Правду сказать, я не была счастлива в этом доме. Мой отец хотел иметь сына… интересно, что он собирался ему передать, – он в жизни своей ничего не продал, кроме разве флотского сукна, тяжелого, темного. Он был не из тех, кто с нетерпением поджидал возврата кораблей из Индии, груженных разноцветными шелками и пестрыми ситцами. Он торчал за закрытыми ставнями крошечной продымленной каморки, которую гордо именовал «Конторой», хотя одним лишь и занимался там: лелеял свою горечь неудачника. Быть может, сын придал бы ему храбрости, побудив вложить свое золото в морские предприятия, а впрочем, сомневаюсь, – он не любил беспокойства.

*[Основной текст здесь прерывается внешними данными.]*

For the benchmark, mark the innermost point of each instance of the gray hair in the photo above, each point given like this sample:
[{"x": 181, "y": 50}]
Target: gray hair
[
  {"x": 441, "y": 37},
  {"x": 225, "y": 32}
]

Когда я родилась… уф, я и поныне не переношу звука хлопнувшей двери! Нет-нет, он не мешает, – он УЯЗВЛЯЕТ меня. Отец крикнул: «Опять девчонка!» – и вышел, захлопнув дверь с такою силой, что даже каменные плиты пола зазвенели от сотрясения. Ну и, конечно, потом я из него веревки вила. Как, впрочем, и из всех остальных.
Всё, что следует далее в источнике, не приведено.